# Package Lifecycle
Packages are tracked by a local alias, source metadata, selected file type, provider, channel, and installed paths. The alias is the name you pass after the source to `install` or `build`; for git repositories, upstream can fall back to the repository name when the alias is omitted.
## Install
```bash
upstream install <repo-or-url> <name>
```
The canonical form is `<repo-or-url> <name>`. For git repositories, Upstream can infer `<name>` from the repository name when it is omitted. Direct HTTP sources may still require an explicit name.
The install flow:
1. Resolve the source and provider.
2. Fetch the target release.
3. Select the best matching asset for OS, architecture, file type, and match/exclude hints.
4. Download and optionally verify the asset.
5. Install the artifact into a managed directory.
6. Cache completion files and copy them into shell completion directories when available.
7. Optionally create desktop integration with `--desktop`.
8. Save package metadata.
Use `--dry-run` to inspect the selected release and asset before download.
## Asset Selection
The default file type is `auto`. Upstream scores release assets using filename, OS, architecture, and file-type hints. Use these options when automatic selection needs steering:
```bash
upstream install owner/repo app --kind archive
upstream install owner/repo app --match linux --exclude debug
```
`--match-pattern` increases preference for matching assets. `--exclude-pattern` filters out matching assets.
## Desktop Entries
Use `--desktop` for GUI applications:
```bash
upstream install owner/repo app --desktop
upstream build owner/repo app --desktop
```
On Linux, Upstream creates a `.desktop` file under the user applications directory and copies a discovered icon when possible. If desktop integration fails during install or upgrade, Upstream rolls back the partial package install so metadata and files remain consistent.
## Upgrade
```bash
upstream upgrade
upstream upgrade rg fd
```
Upgrade checks installed package metadata, resolves newer releases or branch heads, previews the transaction, and applies the upgrade after confirmation. Use:
```bash
upstream upgrade --check
upstream upgrade --check --machine-readable
upstream upgrade --dry-run
```
Pinned packages are skipped. Build-installed packages are rebuilt from source when upgraded.
Git source builds reuse cached workspaces under `$HOME/.upstream/cache/build/` when possible.
## Remove
```bash
upstream remove <name>
upstream remove <name> --purge
```
Plain remove deletes the installed artifact and managed integrations, then removes package metadata. It preserves rollback data and app-owned config/cache/data. `--purge` also removes candidate user config/cache/data paths for the package name.

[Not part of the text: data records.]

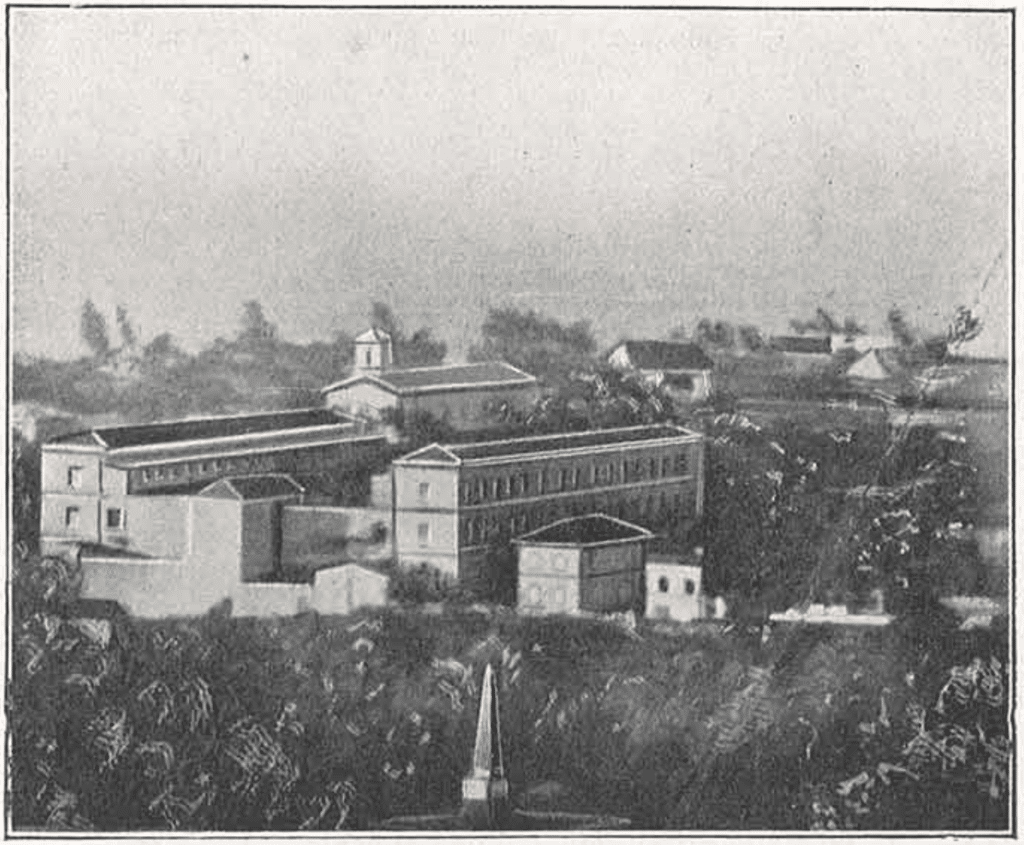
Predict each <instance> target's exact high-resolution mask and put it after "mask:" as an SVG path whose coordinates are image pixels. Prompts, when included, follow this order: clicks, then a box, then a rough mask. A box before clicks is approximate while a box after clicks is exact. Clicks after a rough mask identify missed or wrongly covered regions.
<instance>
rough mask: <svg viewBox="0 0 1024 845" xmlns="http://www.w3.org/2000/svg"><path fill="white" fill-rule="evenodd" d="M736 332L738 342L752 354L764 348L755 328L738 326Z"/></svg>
mask: <svg viewBox="0 0 1024 845" xmlns="http://www.w3.org/2000/svg"><path fill="white" fill-rule="evenodd" d="M737 331H738V332H739V341H740V342H741V343H742V344H743V346H745V347H746V348H748V349H750V350H751V351H752V352H756V351H758V350H759V349H762V348H764V345H765V341H764V338H763V337H761V331H760V330H759V329H758V327H757V326H740V327H739V329H738V330H737Z"/></svg>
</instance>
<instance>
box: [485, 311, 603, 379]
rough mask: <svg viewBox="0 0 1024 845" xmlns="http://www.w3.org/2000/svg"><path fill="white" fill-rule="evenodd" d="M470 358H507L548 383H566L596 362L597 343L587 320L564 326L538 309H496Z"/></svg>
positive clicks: (485, 320) (587, 369)
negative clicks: (570, 379) (567, 380)
mask: <svg viewBox="0 0 1024 845" xmlns="http://www.w3.org/2000/svg"><path fill="white" fill-rule="evenodd" d="M480 335H481V339H480V343H478V344H474V345H473V346H472V347H470V350H469V360H470V361H504V362H507V363H508V364H511V365H512V366H513V367H518V368H519V369H520V370H524V371H525V372H527V373H529V374H531V375H535V376H537V377H538V378H540V379H541V380H542V381H545V382H547V383H563V382H565V381H566V380H567V379H568V378H569V377H570V376H571V375H572V373H574V372H579V371H581V370H589V369H591V368H592V367H593V365H594V363H595V362H594V353H595V351H596V349H597V343H596V341H595V340H594V336H593V334H592V333H591V328H590V324H589V323H587V322H586V321H580V322H578V323H572V324H569V325H568V326H563V325H562V324H561V323H559V322H558V321H557V320H553V319H551V318H546V316H543V315H542V314H539V313H538V312H537V311H534V310H527V311H520V310H518V309H516V308H511V307H503V308H492V309H490V311H489V313H488V314H487V319H486V320H485V321H484V322H483V325H482V326H481V327H480Z"/></svg>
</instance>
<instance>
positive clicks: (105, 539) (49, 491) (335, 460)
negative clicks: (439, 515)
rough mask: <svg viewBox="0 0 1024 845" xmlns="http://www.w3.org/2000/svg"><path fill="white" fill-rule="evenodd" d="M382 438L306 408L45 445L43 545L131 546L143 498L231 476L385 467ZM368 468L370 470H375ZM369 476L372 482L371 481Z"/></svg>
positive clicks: (163, 426)
mask: <svg viewBox="0 0 1024 845" xmlns="http://www.w3.org/2000/svg"><path fill="white" fill-rule="evenodd" d="M385 449H386V438H385V437H384V435H383V434H369V435H368V434H362V433H360V430H359V427H358V426H357V425H356V423H354V422H353V421H352V420H351V418H349V417H345V416H343V415H339V414H337V413H335V412H333V411H330V410H326V409H306V410H302V411H286V412H274V413H265V414H248V415H242V416H232V417H207V418H202V419H195V420H180V421H175V422H161V423H150V424H144V425H129V426H115V427H108V428H94V429H91V430H89V431H82V432H78V433H74V434H69V435H67V436H63V437H57V438H56V439H54V440H51V441H50V442H48V443H45V445H44V446H43V447H42V455H41V488H42V489H41V507H40V539H41V547H42V551H43V552H44V553H46V554H52V553H59V552H60V551H61V550H62V549H65V548H68V547H69V546H74V545H77V544H81V543H91V544H98V545H117V546H124V545H126V542H127V539H128V538H129V532H131V531H132V530H133V521H134V519H133V517H132V514H131V513H130V511H131V510H132V508H133V507H134V508H136V509H138V510H139V511H140V514H139V518H140V519H143V520H144V519H145V517H143V516H141V510H142V509H144V507H145V505H144V503H140V502H139V497H142V496H153V495H161V496H169V495H187V494H194V493H197V492H199V491H200V490H202V489H203V488H205V487H206V485H208V484H210V483H211V482H213V481H216V480H217V479H218V478H224V477H227V476H246V475H263V474H267V473H286V474H289V475H293V476H295V477H296V478H298V479H300V481H301V479H303V478H304V477H307V476H308V477H313V478H315V477H316V476H317V475H322V474H336V475H337V474H340V473H344V472H346V471H348V470H351V469H353V468H357V467H370V466H373V465H375V463H379V461H380V457H381V456H383V454H384V452H385ZM368 472H369V470H368ZM368 478H369V476H368Z"/></svg>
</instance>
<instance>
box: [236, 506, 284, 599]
mask: <svg viewBox="0 0 1024 845" xmlns="http://www.w3.org/2000/svg"><path fill="white" fill-rule="evenodd" d="M280 543H281V505H280V503H278V502H243V503H242V549H241V551H242V581H243V582H250V581H262V580H264V579H266V578H267V576H269V575H270V574H271V573H273V572H274V571H275V569H276V567H278V565H279V563H280V560H279V558H278V555H279V554H280V552H281V545H280Z"/></svg>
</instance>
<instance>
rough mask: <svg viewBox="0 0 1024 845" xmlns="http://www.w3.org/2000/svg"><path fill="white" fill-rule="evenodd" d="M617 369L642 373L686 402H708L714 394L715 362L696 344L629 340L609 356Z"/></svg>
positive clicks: (644, 340)
mask: <svg viewBox="0 0 1024 845" xmlns="http://www.w3.org/2000/svg"><path fill="white" fill-rule="evenodd" d="M608 364H609V365H611V366H612V367H614V368H615V369H616V370H624V371H634V372H637V373H639V374H640V375H641V376H643V378H644V379H645V380H646V381H648V382H649V383H651V384H653V385H654V386H656V387H663V388H664V389H665V390H666V392H667V393H669V395H671V396H672V397H673V398H675V399H681V400H683V402H706V400H707V399H708V398H709V397H710V396H711V393H712V370H713V369H714V368H715V363H714V362H713V361H712V360H711V358H710V357H708V355H707V354H705V352H703V350H702V349H701V348H700V347H699V346H697V345H696V344H695V343H678V342H672V341H666V340H626V341H623V342H622V343H620V344H618V345H617V346H616V347H615V348H614V349H612V350H611V352H610V353H609V354H608Z"/></svg>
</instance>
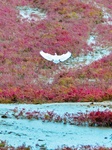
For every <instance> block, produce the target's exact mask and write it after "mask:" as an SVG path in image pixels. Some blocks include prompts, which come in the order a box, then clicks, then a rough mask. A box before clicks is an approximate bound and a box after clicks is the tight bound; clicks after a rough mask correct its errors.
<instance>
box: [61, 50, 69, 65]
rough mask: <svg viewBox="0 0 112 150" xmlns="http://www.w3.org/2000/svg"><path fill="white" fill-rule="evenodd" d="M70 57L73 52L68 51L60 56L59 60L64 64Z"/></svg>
mask: <svg viewBox="0 0 112 150" xmlns="http://www.w3.org/2000/svg"><path fill="white" fill-rule="evenodd" d="M70 56H71V52H69V51H68V52H67V53H66V54H63V55H61V56H59V60H60V61H62V62H63V61H65V60H67V59H68V58H69V57H70Z"/></svg>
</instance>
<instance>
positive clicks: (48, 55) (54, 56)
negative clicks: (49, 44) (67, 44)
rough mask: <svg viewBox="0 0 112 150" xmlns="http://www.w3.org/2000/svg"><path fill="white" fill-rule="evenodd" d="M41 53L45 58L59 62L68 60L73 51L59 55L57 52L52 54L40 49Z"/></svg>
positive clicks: (46, 58)
mask: <svg viewBox="0 0 112 150" xmlns="http://www.w3.org/2000/svg"><path fill="white" fill-rule="evenodd" d="M40 55H41V56H42V57H43V58H45V59H46V60H49V61H52V62H54V63H56V64H57V63H59V62H63V61H65V60H67V59H68V58H69V57H70V56H71V52H69V51H68V52H67V53H66V54H62V55H57V54H56V53H55V55H51V54H49V53H45V52H43V51H40Z"/></svg>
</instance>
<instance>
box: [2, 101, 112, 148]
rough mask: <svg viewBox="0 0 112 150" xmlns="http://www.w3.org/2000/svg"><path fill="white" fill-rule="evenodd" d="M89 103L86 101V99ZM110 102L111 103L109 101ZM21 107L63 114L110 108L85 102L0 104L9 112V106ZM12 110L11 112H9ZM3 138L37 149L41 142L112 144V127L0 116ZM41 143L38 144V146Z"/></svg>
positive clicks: (110, 146)
mask: <svg viewBox="0 0 112 150" xmlns="http://www.w3.org/2000/svg"><path fill="white" fill-rule="evenodd" d="M85 104H86V103H85ZM110 104H111V103H110ZM15 107H18V109H22V108H25V109H26V110H27V111H28V110H30V111H34V110H39V111H41V112H43V111H44V112H46V111H47V110H49V111H52V110H54V112H56V113H58V114H60V115H63V114H64V113H66V112H69V113H77V112H86V111H91V110H98V109H100V110H105V109H110V108H109V105H107V106H105V107H104V105H102V106H100V105H90V103H88V104H86V105H83V103H76V104H75V103H62V104H61V103H60V104H59V103H56V104H55V103H54V104H42V105H30V104H29V105H27V104H20V105H15V104H11V105H10V104H0V115H1V116H2V115H3V114H4V113H5V112H8V111H9V112H10V109H13V108H15ZM9 114H10V113H9ZM0 139H2V140H6V141H7V142H8V143H9V144H11V145H13V146H19V145H22V144H23V143H25V144H26V145H30V146H31V147H32V150H38V149H39V146H40V145H43V144H45V146H46V147H47V148H48V149H49V150H53V149H55V148H57V146H61V145H63V144H66V145H68V146H72V145H74V146H77V145H93V146H96V145H97V144H98V145H100V146H106V147H111V145H112V129H111V128H104V127H100V128H99V127H86V126H75V125H69V124H66V125H64V124H63V123H53V122H42V121H41V120H36V119H33V120H28V119H15V118H13V117H10V118H1V117H0ZM35 145H38V147H35Z"/></svg>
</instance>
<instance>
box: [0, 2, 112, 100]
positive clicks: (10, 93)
mask: <svg viewBox="0 0 112 150" xmlns="http://www.w3.org/2000/svg"><path fill="white" fill-rule="evenodd" d="M95 2H96V3H97V4H98V6H99V7H96V5H95V3H94V4H93V3H92V2H90V1H89V2H88V3H87V2H82V1H79V0H72V1H71V0H58V1H55V0H49V1H48V0H46V1H42V0H41V1H40V0H34V1H32V2H31V1H29V0H27V1H25V0H20V1H15V0H4V1H1V2H0V16H1V18H0V103H13V102H21V103H24V102H25V103H42V102H56V101H57V102H63V101H103V100H108V99H111V98H112V88H111V86H110V85H111V82H112V71H111V69H112V63H111V60H112V59H111V58H112V55H110V56H109V57H106V58H105V59H104V60H102V61H100V62H99V61H98V62H95V63H94V65H93V64H92V65H93V66H92V65H90V66H87V68H86V67H84V68H81V69H82V71H81V70H80V69H78V70H77V68H75V69H72V70H71V69H70V70H69V71H68V73H67V74H68V75H65V76H63V77H61V76H60V74H59V75H58V74H57V73H56V71H58V70H59V71H61V70H60V69H59V67H60V64H59V65H55V64H53V63H52V62H48V61H46V60H44V59H43V58H41V56H40V55H39V51H40V50H44V51H45V52H48V53H51V54H54V53H55V52H57V53H58V54H63V53H65V52H67V51H68V50H69V51H71V52H72V55H73V56H74V57H76V56H78V55H79V54H80V53H82V52H83V53H85V54H87V53H88V52H89V51H92V50H93V48H92V47H91V45H88V44H87V42H86V41H87V39H88V38H89V36H90V35H91V34H92V35H96V37H97V43H96V45H100V46H103V47H111V37H112V36H111V25H109V24H104V22H105V19H104V18H103V15H104V14H103V11H102V5H100V4H102V3H103V1H97V0H95ZM106 2H107V4H106ZM106 2H105V3H104V5H105V7H107V11H108V12H109V13H111V11H110V7H111V5H110V4H111V2H110V1H109V0H106ZM17 6H30V7H39V8H41V9H43V10H45V11H46V15H47V17H46V18H45V19H44V20H40V21H34V20H31V22H28V21H27V20H23V21H21V19H20V17H19V10H18V9H17ZM101 35H102V36H101ZM100 43H101V44H100ZM108 58H109V61H108ZM103 61H104V62H103ZM105 62H107V63H106V66H103V65H104V64H105ZM99 64H100V65H99ZM97 65H98V67H97ZM95 66H96V68H95ZM102 66H103V67H102ZM91 67H92V68H91ZM64 69H65V71H61V74H63V73H64V72H66V68H64ZM92 69H93V70H92ZM55 74H56V76H57V77H56V76H55V79H54V82H53V83H50V84H49V82H48V80H49V78H52V77H54V75H55ZM91 78H92V79H95V80H97V81H98V82H95V83H92V82H90V81H89V79H91ZM85 79H87V80H85ZM84 80H85V81H84ZM80 93H81V94H80Z"/></svg>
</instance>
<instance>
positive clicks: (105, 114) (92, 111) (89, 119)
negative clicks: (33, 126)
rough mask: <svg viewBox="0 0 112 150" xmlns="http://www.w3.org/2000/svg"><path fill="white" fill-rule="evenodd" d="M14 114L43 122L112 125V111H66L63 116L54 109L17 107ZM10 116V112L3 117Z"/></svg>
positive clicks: (12, 110)
mask: <svg viewBox="0 0 112 150" xmlns="http://www.w3.org/2000/svg"><path fill="white" fill-rule="evenodd" d="M12 114H13V116H14V117H15V118H17V119H25V118H27V119H37V120H42V121H43V122H45V121H49V122H51V121H52V122H57V123H59V122H62V123H63V124H67V123H69V124H70V125H83V126H84V125H86V126H103V127H112V111H110V110H105V111H100V110H97V111H91V112H87V113H82V112H78V113H77V114H70V113H68V112H67V113H65V114H64V115H63V116H60V115H58V114H57V113H55V112H54V111H47V112H40V111H33V112H30V111H28V112H26V110H25V109H22V110H18V108H15V109H13V110H12ZM4 116H5V117H6V118H7V117H8V116H10V115H8V112H7V113H6V114H4V115H3V116H2V117H4Z"/></svg>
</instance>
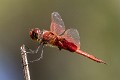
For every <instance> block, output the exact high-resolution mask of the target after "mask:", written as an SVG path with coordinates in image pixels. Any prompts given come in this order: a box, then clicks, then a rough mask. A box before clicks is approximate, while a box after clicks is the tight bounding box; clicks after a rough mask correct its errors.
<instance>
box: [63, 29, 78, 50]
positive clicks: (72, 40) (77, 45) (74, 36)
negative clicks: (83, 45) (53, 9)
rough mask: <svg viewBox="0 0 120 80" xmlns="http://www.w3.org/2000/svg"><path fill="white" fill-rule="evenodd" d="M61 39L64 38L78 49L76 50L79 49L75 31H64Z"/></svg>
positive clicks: (71, 30)
mask: <svg viewBox="0 0 120 80" xmlns="http://www.w3.org/2000/svg"><path fill="white" fill-rule="evenodd" d="M62 37H64V38H65V39H66V40H67V41H69V42H73V43H74V44H75V45H76V46H77V47H78V49H80V37H79V33H78V31H77V29H68V30H66V31H65V33H64V35H63V36H62Z"/></svg>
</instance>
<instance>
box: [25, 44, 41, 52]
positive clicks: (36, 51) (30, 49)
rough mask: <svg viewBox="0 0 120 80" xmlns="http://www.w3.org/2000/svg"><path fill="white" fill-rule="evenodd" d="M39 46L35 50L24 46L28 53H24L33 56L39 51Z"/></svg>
mask: <svg viewBox="0 0 120 80" xmlns="http://www.w3.org/2000/svg"><path fill="white" fill-rule="evenodd" d="M40 46H41V44H39V46H38V47H37V49H36V50H32V49H30V48H29V47H27V46H25V47H26V48H27V49H28V50H29V51H28V52H26V53H29V54H34V53H37V52H38V51H39V48H40Z"/></svg>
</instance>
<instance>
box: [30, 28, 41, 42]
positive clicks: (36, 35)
mask: <svg viewBox="0 0 120 80" xmlns="http://www.w3.org/2000/svg"><path fill="white" fill-rule="evenodd" d="M29 35H30V37H31V38H32V40H35V41H40V37H41V36H40V35H41V31H40V29H39V28H34V29H31V31H30V32H29Z"/></svg>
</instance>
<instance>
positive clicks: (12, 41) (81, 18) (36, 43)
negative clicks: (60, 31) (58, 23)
mask: <svg viewBox="0 0 120 80" xmlns="http://www.w3.org/2000/svg"><path fill="white" fill-rule="evenodd" d="M53 11H56V12H59V14H60V15H61V16H62V19H63V21H64V23H65V26H66V29H68V28H76V29H77V30H78V32H79V34H80V42H81V50H83V51H86V52H88V53H90V54H93V55H95V56H96V57H98V58H101V59H103V60H104V61H106V62H107V64H108V65H104V64H99V63H96V62H94V61H91V60H89V59H87V58H85V57H83V56H81V55H78V54H75V53H71V52H69V51H65V50H62V51H59V50H58V49H57V48H51V47H45V48H44V57H43V59H42V60H41V61H38V62H34V63H31V64H30V65H29V67H30V73H31V80H119V79H120V63H119V61H120V51H119V50H120V42H119V41H120V1H119V0H0V80H23V79H24V76H23V72H22V66H21V54H20V46H21V45H22V44H25V45H27V46H29V47H30V48H31V49H33V50H34V49H35V48H36V47H37V45H38V44H37V43H35V42H33V41H32V40H31V39H30V37H29V31H30V29H31V28H34V27H38V28H40V29H41V30H43V29H46V30H49V27H50V23H51V13H52V12H53ZM38 56H39V54H38V55H29V56H28V57H29V60H32V59H35V58H36V57H38Z"/></svg>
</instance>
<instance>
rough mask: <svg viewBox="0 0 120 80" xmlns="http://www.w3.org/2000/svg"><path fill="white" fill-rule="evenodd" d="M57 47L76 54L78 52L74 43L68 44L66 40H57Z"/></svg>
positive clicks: (60, 39) (56, 42) (76, 47)
mask: <svg viewBox="0 0 120 80" xmlns="http://www.w3.org/2000/svg"><path fill="white" fill-rule="evenodd" d="M55 45H56V46H58V48H59V49H65V50H69V51H71V52H75V51H76V50H77V46H76V45H75V44H74V43H72V42H68V41H67V40H66V39H65V38H62V39H58V40H57V39H56V42H55Z"/></svg>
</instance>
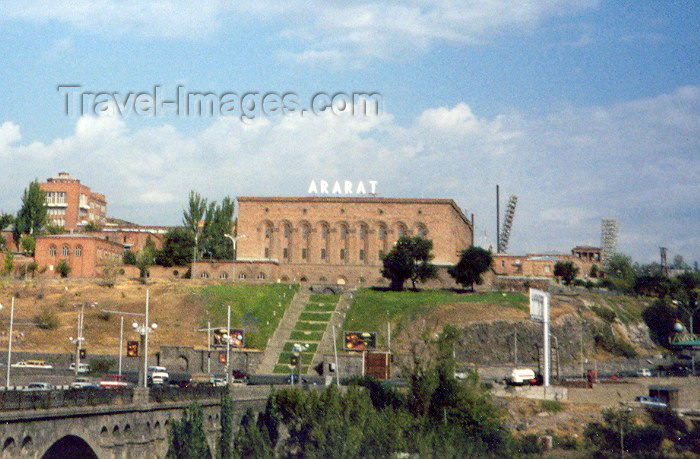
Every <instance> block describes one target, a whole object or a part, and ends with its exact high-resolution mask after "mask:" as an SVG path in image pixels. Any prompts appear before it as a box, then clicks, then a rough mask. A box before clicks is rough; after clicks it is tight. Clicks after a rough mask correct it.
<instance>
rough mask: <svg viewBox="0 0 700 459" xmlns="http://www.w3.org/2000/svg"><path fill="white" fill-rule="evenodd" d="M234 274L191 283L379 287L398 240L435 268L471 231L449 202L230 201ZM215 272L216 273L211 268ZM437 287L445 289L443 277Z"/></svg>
mask: <svg viewBox="0 0 700 459" xmlns="http://www.w3.org/2000/svg"><path fill="white" fill-rule="evenodd" d="M238 205H239V207H238V237H239V239H238V242H237V255H236V264H235V267H233V269H232V267H231V264H230V263H228V267H226V266H225V264H221V263H217V264H214V263H200V264H199V265H198V266H196V267H195V272H194V277H197V278H205V279H206V278H227V277H228V273H230V272H232V271H233V272H235V276H236V280H237V281H250V280H255V281H261V282H270V281H273V282H274V281H278V280H279V281H282V282H310V283H332V284H341V285H342V284H352V285H361V284H367V285H384V284H385V283H386V280H385V279H383V278H382V276H381V273H380V270H381V267H382V260H381V257H382V255H383V254H385V253H387V252H388V251H389V250H391V248H392V246H393V245H394V243H395V242H396V241H397V240H398V239H399V237H401V236H402V235H409V236H415V235H420V236H423V237H425V238H427V239H430V240H432V241H433V254H434V256H435V257H434V259H433V263H435V264H436V265H437V266H438V267H442V268H445V267H447V266H450V265H453V264H455V263H456V262H457V261H458V260H459V255H460V252H461V251H462V250H464V249H466V248H468V247H469V246H470V245H471V244H472V240H473V231H472V226H471V223H470V222H469V220H468V219H467V217H466V216H465V215H464V213H463V212H462V211H461V210H460V208H459V207H458V206H457V204H456V203H455V202H454V201H453V200H451V199H398V198H376V197H352V198H350V197H305V198H264V197H239V198H238ZM215 265H216V266H215ZM434 283H435V284H437V285H447V284H449V285H451V284H452V280H451V279H450V278H449V276H447V274H446V273H445V270H444V269H441V270H440V278H439V279H438V280H436V281H435V282H434Z"/></svg>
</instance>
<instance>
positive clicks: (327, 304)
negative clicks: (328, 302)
mask: <svg viewBox="0 0 700 459" xmlns="http://www.w3.org/2000/svg"><path fill="white" fill-rule="evenodd" d="M333 311H335V304H315V303H310V304H307V305H306V306H304V312H333Z"/></svg>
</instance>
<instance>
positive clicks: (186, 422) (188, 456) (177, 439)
mask: <svg viewBox="0 0 700 459" xmlns="http://www.w3.org/2000/svg"><path fill="white" fill-rule="evenodd" d="M170 426H171V427H170V431H169V435H168V436H169V442H168V443H169V444H170V447H169V449H168V453H167V455H166V456H165V457H166V458H168V459H205V458H211V452H210V451H209V446H208V445H207V437H206V434H205V433H204V414H203V412H202V407H201V406H200V405H199V404H198V403H193V404H191V405H189V406H188V407H187V408H185V411H184V413H183V415H182V419H180V420H179V421H172V422H171V423H170Z"/></svg>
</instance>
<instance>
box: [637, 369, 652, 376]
mask: <svg viewBox="0 0 700 459" xmlns="http://www.w3.org/2000/svg"><path fill="white" fill-rule="evenodd" d="M637 376H638V377H640V378H651V370H650V369H648V368H640V369H639V370H637Z"/></svg>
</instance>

Use `--force` when files have already been manually removed and you still want metadata cleaned.
## Reinstall
```bash
upstream reinstall <name>
```
Reinstall removes the current package, then reinstalls from stored metadata. Release packages attempt the recorded version tag. Build packages rebuild from source.
## Rollback
Removal, reinstall, and upgrade flows can capture rollback artifacts. Mutating package operations are also recorded in `$HOME/.upstream/metadata/transactions.json` so rollback can restore the latest reversible transaction when no package names are provided.
Restore a specific package with:
```bash
upstream rollback <name>
```
Restore the latest reversible transaction with:
```bash
upstream rollback
```
Preview or prune rollback data:
```bash
upstream rollback <name> --dry-run
upstream rollback --prune
upstream rollback --prune <name>
```
## Pinning and Renaming
```bash
upstream package pin <name> [reason]
upstream package unpin <name>
upstream package rename <old-name> <new-name>
```
Pinned packages do not upgrade until unpinned. Rename changes the local alias and related metadata without reinstalling the package.